Аболешев лежал на спине с неподвижно раскрытыми глазами, обращенными к той недостижимой высоте, к которой стремились, все время уходя от земли, живые звуки песни, полные самой живой, самой неподдельной нежности и тоски. Аболешев узнал эти звуки, как узнавал все подлинно живое и уже не мог оторваться от их плавных, сросшихся воедино потоков, от доносившейся вместе с ними протяжной боли и сдержанной, не до конца выплеснутой надежды, от неясного сожаления о каком-то далеком, прошедшем счастье и мучительного прощания с ним, со всем, что было в нем мимолетного и невозвратимого.

«А-ай, как нельзя, да нельзя по той, по дорожке к любушке-сударушке, а-ах, нельзя в гости ехати молодцу…» Он лежал и слушал, и его неподвижные темные глаза, наполнялись затухшим в них казалось бы навсегда, внутренним светом, тем самым ясным синим сиянием, что было так сродни лучезарному миру его родины. «О-ох, прости, прощай, ой да прощай милай друг…»

Наверное, Аболешев тоже прощался, прощался уже по-настоящему, осознав во всей суровой яви наступивший момент невозврата, поняв невозможность что-либо изменить или остановить в подхватившем его темном вихре. Казалось, он бросал последний взгляд туда, где его обнимала когда-то благоуханная синь Тавриона, поднималась изумрудная зелень пологих холмов и душистый ветер колыхал белоснежные кисти цветущих деревьев. Может быть, он видел навсегда оставленный там дом, высокий, белый, пронизанный насквозь светом и воздухом. Может быть, вспоминал свои лучшие дни, проведенные здесь, в Открытой стране, вспоминал бесконечные усилия и борьбу, музыку и свою единственную любовь… Да, конечно, он думал о Жекки. Йоханс видел это по ожившему выражению на его лице, по увлаженным расширенным глазам, в которых переливались прежние яркие блики, по смягчившемуся изгибу его жесткого рта, который вот-вот, казалось, должен был выдохнуть ее имя.

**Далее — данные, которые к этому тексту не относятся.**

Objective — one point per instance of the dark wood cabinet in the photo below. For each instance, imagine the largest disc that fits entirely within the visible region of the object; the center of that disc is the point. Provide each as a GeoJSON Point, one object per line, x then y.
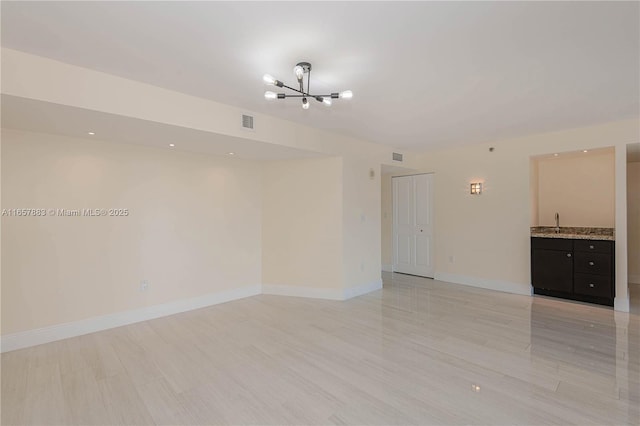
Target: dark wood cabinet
{"type": "Point", "coordinates": [573, 269]}
{"type": "Point", "coordinates": [554, 269]}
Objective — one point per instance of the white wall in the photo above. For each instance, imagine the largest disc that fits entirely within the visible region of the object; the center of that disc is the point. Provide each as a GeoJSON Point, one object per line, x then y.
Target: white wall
{"type": "Point", "coordinates": [579, 186]}
{"type": "Point", "coordinates": [302, 226]}
{"type": "Point", "coordinates": [194, 228]}
{"type": "Point", "coordinates": [633, 220]}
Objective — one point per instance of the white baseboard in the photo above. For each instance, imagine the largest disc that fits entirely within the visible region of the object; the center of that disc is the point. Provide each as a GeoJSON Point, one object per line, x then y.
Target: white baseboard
{"type": "Point", "coordinates": [321, 293]}
{"type": "Point", "coordinates": [11, 342]}
{"type": "Point", "coordinates": [505, 286]}
{"type": "Point", "coordinates": [621, 304]}
{"type": "Point", "coordinates": [362, 289]}
{"type": "Point", "coordinates": [387, 267]}
{"type": "Point", "coordinates": [300, 291]}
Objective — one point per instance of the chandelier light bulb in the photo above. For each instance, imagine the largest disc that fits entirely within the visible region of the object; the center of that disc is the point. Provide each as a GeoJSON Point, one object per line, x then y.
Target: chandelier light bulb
{"type": "Point", "coordinates": [301, 89]}
{"type": "Point", "coordinates": [268, 79]}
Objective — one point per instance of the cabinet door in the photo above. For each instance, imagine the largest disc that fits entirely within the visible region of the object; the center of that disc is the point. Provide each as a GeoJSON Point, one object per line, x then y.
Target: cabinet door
{"type": "Point", "coordinates": [552, 270]}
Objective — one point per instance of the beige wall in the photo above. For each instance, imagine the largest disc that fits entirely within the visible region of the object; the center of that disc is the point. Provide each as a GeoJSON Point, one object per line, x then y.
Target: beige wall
{"type": "Point", "coordinates": [579, 186]}
{"type": "Point", "coordinates": [194, 228]}
{"type": "Point", "coordinates": [487, 236]}
{"type": "Point", "coordinates": [361, 219]}
{"type": "Point", "coordinates": [387, 221]}
{"type": "Point", "coordinates": [302, 223]}
{"type": "Point", "coordinates": [633, 220]}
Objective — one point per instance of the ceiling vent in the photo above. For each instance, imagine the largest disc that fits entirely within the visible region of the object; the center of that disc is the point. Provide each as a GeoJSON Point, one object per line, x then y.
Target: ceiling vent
{"type": "Point", "coordinates": [247, 122]}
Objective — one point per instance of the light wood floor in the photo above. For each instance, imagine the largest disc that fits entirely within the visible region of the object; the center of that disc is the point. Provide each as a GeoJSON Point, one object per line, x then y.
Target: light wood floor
{"type": "Point", "coordinates": [417, 352]}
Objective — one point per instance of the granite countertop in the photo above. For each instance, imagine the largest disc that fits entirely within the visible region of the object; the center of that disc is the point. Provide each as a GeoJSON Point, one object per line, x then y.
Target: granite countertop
{"type": "Point", "coordinates": [577, 233]}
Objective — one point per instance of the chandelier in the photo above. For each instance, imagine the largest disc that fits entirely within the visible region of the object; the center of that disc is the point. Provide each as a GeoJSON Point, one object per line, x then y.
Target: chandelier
{"type": "Point", "coordinates": [300, 70]}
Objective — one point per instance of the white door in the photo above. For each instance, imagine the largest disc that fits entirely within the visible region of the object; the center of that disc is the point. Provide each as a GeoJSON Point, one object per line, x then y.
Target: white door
{"type": "Point", "coordinates": [413, 225]}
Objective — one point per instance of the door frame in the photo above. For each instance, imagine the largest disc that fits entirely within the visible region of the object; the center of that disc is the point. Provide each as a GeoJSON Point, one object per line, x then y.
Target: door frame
{"type": "Point", "coordinates": [393, 221]}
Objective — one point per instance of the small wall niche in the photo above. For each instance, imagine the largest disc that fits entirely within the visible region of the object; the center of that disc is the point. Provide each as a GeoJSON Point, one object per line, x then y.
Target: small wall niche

Но живая тоска песни захватывала сильнее, забирала в себя и эти воспоминания, и нежность утраченного навсегда взгляда, и тягостное, сжимавшее сердце, ожидание грядущего. Аболешев как никто ясно знал, что его ждет. Возможно, он уже слышал в себе поисковые излучения Стэя, угадывал его приближение и понимал, что должен, обязан ответить. В конце концов, для того он и появился в этом угрюмом ночном лесу, вблизи извилистого проселка, у Волчьей Горки.